Metro Rail has emerged as a viable option to increase the share of public transport among the different modes of transport used in India. With a maximum speed of 80kmph, it is a quick, clean, reliable, safe and energy-efficient means of mass transit, providing commuters with comfort and convenience. With proper design, metro rail systems can carry up to 3-4 lakh passengers per hour. They are especially suited for cities with population greater than four million and with congested, densely built areas where location of major commercial markets and residential areas pose significant challenges to conventional efforts to reduce traffic congestion. The operation of metro rail services however requires the smooth functioning of a host of high technology enabled services. Many international rail ITS providers have been offering these services to the Indian metros.
Kolkata metro was the first metro service introduced in India in 1984. Phase I of the project commenced its services in 1995 while Phase 2 and Phase 3 began in 2009 and 2010 respectively. In Delhi, the first phase of the metro was opened in 2002, and in fact it is the first railway service in the world to be registered for carbon credits. This was made possible due to the power saved using regenerative braking which reduced carbon emissions. The most successful of all metro services in India, it has a daily ridership close to about 2 million commuters. All stations have escalators, elevators, and tactile tiles to guide the visually impaired from station entrances to trains.
The first stretch of Bangalore metro came into operation in 2011. This is a part of the first phase of the metro, which will have another phase and is expected to total a length of about 114km when fully completed. Metro services are close to being implemented in Gurgaon and Mumbai. More are being built in Hyderabad, Chennai, Hyderabad, Chennai, Jaipur, and Kochi.
The operation of metro rail services however requires the smooth functioning of a host of high technology enabled services such as automated operations in ticketing, train movement management, passenger counting & train protection system; advanced signalling systems; on-vehicle surveillance and integrated security systems. Many international vendors have been offering these services to the different metros ? both existing and planned ? either as technology providers or as system integrators. Some of these are Siemens, Thales Group, Indra Sistemas, Alstom France and Alstom India, ABB Group and Egis India.
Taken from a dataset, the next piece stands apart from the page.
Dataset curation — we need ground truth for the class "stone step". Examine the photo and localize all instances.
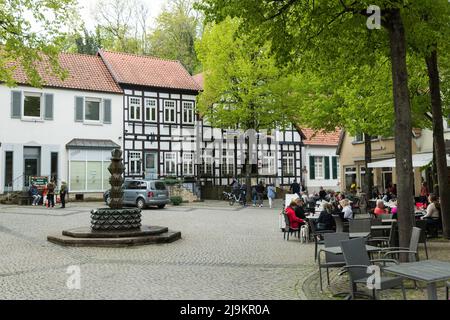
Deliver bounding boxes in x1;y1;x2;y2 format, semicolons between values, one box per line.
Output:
47;230;181;247
62;226;169;238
Communications Based Train Control (CBTC)
CBTC has enabled metro rail Systems fulfil their quest to safely reduce the headway time or interval between trains and maximise train line capacity. In CTBT, trains are controlled from a central control centre and the trains? brakes are automatically applied in case of many mistakes by the driver. It is a railway signalling system that uses continuous, automatic train control. This continuous train control is possible through highly precise location of the train utilising high-capacity, bi-directional train-to-wayside communication and electronic processors in the train as well as in the wayside infrastructure. Better tracking of train location and speed results in higher capacity, greater passenger and crew safety, higher efficiency and a safer environment for rail track maintenance personnel. CBTC works on the principle of moving blocks. Traditional railway signalling systems work by marking discrete sections of the track known as blocks which are protected sections of the tracks, to detect trains, the blocks being fixed by the infrastructure.
However, in CBTC, the blocks are moving because the trains continuously communicate their vital parameters such as speed, location, braking distance and travel direction to the wayside electronic equipment. This allows the wayside equipment to calculate and predict the area potentially occupied by the train at a future point of time. This also allows the system to define the points on the railway track that must not be crossed by other trains on the same track. The information about the points are continuously passed on by the wayside infrastructure to other trains on the track which automatically and continuously adjust their speed while maintaining the required safety distance and comfort (jerk-free) specifications. A typical CBTC architecture contains the following components: Onboard ATP (Automatic Train Protection) System, Onboard ATO (Automatic Train Operation) System, Wayside ATP system, Wayside ATO system, Communication system, ATS (Automatic Train Supervision) System and Interlocking System. The Onboard ATP system takes care of the continuous control of the train speed, and applies brakes when needed. It is also communicates with the wayside ATP subsystem. The Onboard ATO system handles the automatic control of train traction and braking effort necessary to keep the train under the limit established by the ATP subsystem. It primarily aids the driver?s functions. It can operate the train in a fully automatic mode also, while adhering to the preset destination and regulation targets. The Wayside ATP system manages the communication with the trains in its area. It also calculates the limits that each train must adhere to while travelling in the area on the track. The Communications System manages the bi-directional communication between the trains and the wayside equipment using antennas or leaky feeder cables. The Interlocking System controls the wayside objects such as switches and signals and other related functions.